The Shawinigan Orogeny was defined as an accretionary event in south central Grenville Province of Quebec. In the Adirondacks, the orogen spanned ~60 million years (ca. 1200-1140 Ma) culminating in the intrusion of the voluminous Anorthosite-Mangerite-Charnockite-Granite (AMCG) suite. Here the orogen records the closure of a back-arc basin, ophiolite obduction, and collision with an outboard (1350-1300 Ma) arc fragment. Metasedimentary rocks of the Grenville Supergroup track the rift-drift phase of the basin, development of a foredeep and eventual basin restriction, compression, and deposition of sedimentary exhalatives and evaporates.

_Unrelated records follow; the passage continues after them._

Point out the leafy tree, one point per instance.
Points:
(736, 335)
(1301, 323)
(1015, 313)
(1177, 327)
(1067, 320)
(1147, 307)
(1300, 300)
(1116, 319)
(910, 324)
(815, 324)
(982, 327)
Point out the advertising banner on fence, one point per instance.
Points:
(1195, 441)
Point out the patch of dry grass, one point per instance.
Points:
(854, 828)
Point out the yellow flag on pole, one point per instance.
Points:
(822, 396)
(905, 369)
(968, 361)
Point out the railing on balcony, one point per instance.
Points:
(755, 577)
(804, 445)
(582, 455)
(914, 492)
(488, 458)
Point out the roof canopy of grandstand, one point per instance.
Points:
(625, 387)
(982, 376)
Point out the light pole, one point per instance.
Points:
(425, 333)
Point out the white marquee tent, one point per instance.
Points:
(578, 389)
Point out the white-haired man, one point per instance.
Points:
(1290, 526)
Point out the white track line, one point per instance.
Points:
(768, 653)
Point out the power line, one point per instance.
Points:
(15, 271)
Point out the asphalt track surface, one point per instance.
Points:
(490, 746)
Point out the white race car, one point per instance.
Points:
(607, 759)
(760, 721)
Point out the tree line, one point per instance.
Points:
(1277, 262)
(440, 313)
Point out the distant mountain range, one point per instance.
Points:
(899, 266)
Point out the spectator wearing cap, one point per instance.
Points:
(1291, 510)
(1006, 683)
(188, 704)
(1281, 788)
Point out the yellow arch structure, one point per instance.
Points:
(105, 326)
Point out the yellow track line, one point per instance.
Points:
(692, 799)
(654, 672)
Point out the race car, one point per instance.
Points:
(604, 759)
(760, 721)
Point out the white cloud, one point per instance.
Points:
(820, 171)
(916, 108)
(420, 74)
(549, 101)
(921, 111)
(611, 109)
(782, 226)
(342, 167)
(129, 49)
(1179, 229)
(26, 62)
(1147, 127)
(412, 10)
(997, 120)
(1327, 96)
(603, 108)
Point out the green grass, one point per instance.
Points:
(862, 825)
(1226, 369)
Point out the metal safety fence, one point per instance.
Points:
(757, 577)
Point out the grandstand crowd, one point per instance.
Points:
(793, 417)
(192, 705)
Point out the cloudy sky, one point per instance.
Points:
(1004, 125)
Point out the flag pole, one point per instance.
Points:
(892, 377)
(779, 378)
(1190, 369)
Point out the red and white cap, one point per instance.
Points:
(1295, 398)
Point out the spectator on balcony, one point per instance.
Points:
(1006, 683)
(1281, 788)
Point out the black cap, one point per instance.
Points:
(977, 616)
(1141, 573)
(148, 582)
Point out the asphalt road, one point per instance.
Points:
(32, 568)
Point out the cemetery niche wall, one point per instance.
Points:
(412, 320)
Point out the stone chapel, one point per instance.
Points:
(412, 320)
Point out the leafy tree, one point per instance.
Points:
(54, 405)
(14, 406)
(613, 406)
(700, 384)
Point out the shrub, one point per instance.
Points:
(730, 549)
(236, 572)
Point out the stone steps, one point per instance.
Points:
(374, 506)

Calc-alkaline magmatic suites (ca. 1200-1180 Ma, Antwerp-Rossie, Herman Granite, and Piseco Lake) are recognized throughout the Highlands, and are abundant in the Central Adirondacks occurring largely along the Piseco Lake shear zone (PLsz). Subduction and oblique collision was followed by strike-slip motion along the PLsz (> 30 km wide) that imparted the structural fabric of the Central Adirondack region; E-W-trending L and L-S mylonites. The PLsz separates ca. 1350 Ma arc rocks of the Southern Adirondack terrane from the Central Adirondacks. Widespread melting and deformation of pelitic gneisses throughout the Adirondacks (ca. 1180-1160 Ma) followed intrusion of arc granitoids. Anatexis partially overlapped intrusion of the AMCG intrusive suite (ca. 1165-1150 Ma), with high-T crustal melts preceding the composite anorthosite massifs. The AMCG suite was emplaced largely to the north of the PLsz, where the rise of the asthenospheric sourced magma was channeled by slab breakoff as subduction transitioned to collisional processes. Left-lateral transpressional shearing, continued during intrusion of the AMCG suite as ductile lithologies folded and warped about rigid anorthosite massifs. Given the relatively short time (60 my), near continuous magmatism, and high-grade metamorphism and deformation, the intrusion of the AMCG suite accompanied Shawinigan orogenesis in the Adirondacks. Remaining problems include differentiation of Shawinigan and Ottawan metamorphism and deformation, evaluating the possibility of Shawinigan orogenic collapse, and the origin of N-S trending structures in the eastern Adirondacks and lithologic similarities with the Lowlands.